Not that I don't normally sound nuts but I'm really swinging for the fences this time. Some random observations...

I'm 'pinker', my skin tone has visually changed in the last week or two. Super subjective but I am a trained photographer for what that's worth. Colour and skin tone is kinda our thing...

My guts hurt different. I honestly don't know how else to say. I've never had a ton of persistent pain, really, but how things feel now reminds me very much if how I felt when I was first on Pred. Just the way my guts feel. Nothing else is similar.

My skin has been improving for months now. Ever since I really cleaned up my diet 100% and started taking magnesium but it's really REALLY improved the last few days.

Despite much better skin quality and texture and almost being off Pred and eating well I seem to be getting pimples on my face. I do tend to get that with Pred at doses above 30 or 40 mg but I've been at or below 10 mg for pretty well a month now and below 20 for several.

Could be totally unrelated. But wanted to mention it all for posterities sake.

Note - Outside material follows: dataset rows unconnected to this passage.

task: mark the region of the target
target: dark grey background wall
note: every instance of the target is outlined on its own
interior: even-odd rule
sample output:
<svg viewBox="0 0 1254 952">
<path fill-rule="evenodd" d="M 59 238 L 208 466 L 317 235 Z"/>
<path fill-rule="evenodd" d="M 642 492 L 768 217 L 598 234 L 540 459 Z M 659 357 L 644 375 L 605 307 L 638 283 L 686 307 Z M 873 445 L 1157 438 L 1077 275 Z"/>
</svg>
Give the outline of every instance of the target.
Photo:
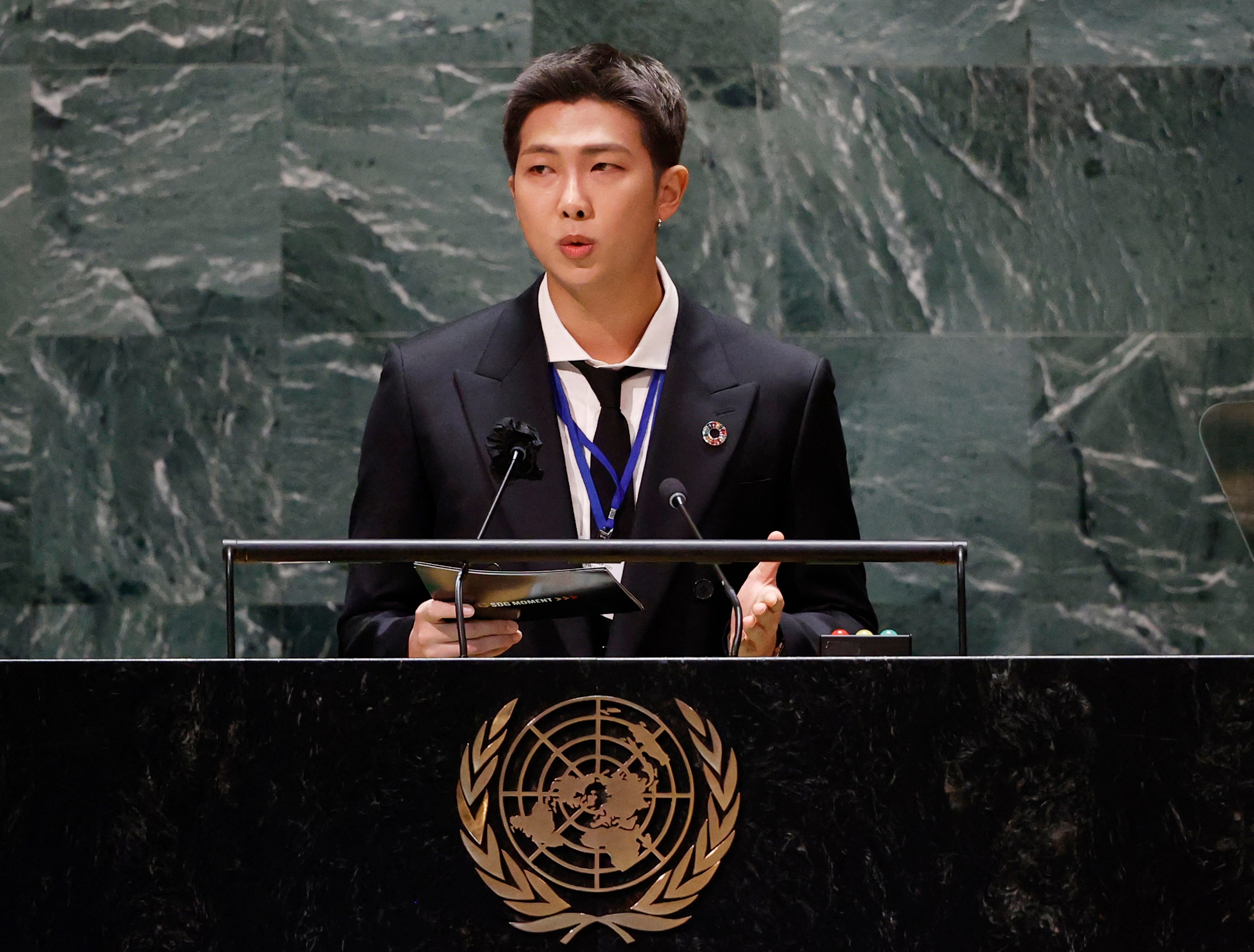
<svg viewBox="0 0 1254 952">
<path fill-rule="evenodd" d="M 0 0 L 0 650 L 222 652 L 218 541 L 346 529 L 386 344 L 535 265 L 533 55 L 681 77 L 676 278 L 829 356 L 868 537 L 967 537 L 972 646 L 1254 648 L 1196 436 L 1254 395 L 1254 0 Z M 243 569 L 255 655 L 335 568 Z M 874 569 L 952 643 L 949 573 Z"/>
</svg>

Or posteriors sake. Something like that.


----------



## rollinstone

Hang in there guys, just wanted to chime in on the pred thing, acne generally always pops up for a bit when you taper off it. Anyway, just wishing you guys well!


----------



## Wendsjoy

I can agree with Trevor. I feel the same way. It's hard to explain but I feel different. My symptoms have changed. My guts hurt in different places than before and sometime I have worse diarrhea. It's so strange. I don't know how else to describe it. 
On the skin note...mine has been awful. Kinda like when I'm in a bad flare. I have pimples on my face and bumps on my arms, which generally pop out when I am really bad. I have also noticed that I have some anxiety feelings happening. But even that is strange. Usually when I am in a flare I will have terrible sleep quality and awful anxiety. Right now I have mild anxiety but I'm sleeping better than before. Again, it's so strange. 
Anyway...I hope these weird updates actually help people in some way. I just feel like I'm rambling.


----------



## Mondowicked

I appreciate these stories! So much so that I've started the process of getting approved for the trial. Friday, I'm getting all of my paperwork together, so I should be talking to the study nurse early next week to start the informed consent and official screening labs. Fingers crossed they let me in.


----------



## Trevor

Mondo! Yay! My gf's college roommate is waiting to hear back from Qu right now. Hopefully he gets in too!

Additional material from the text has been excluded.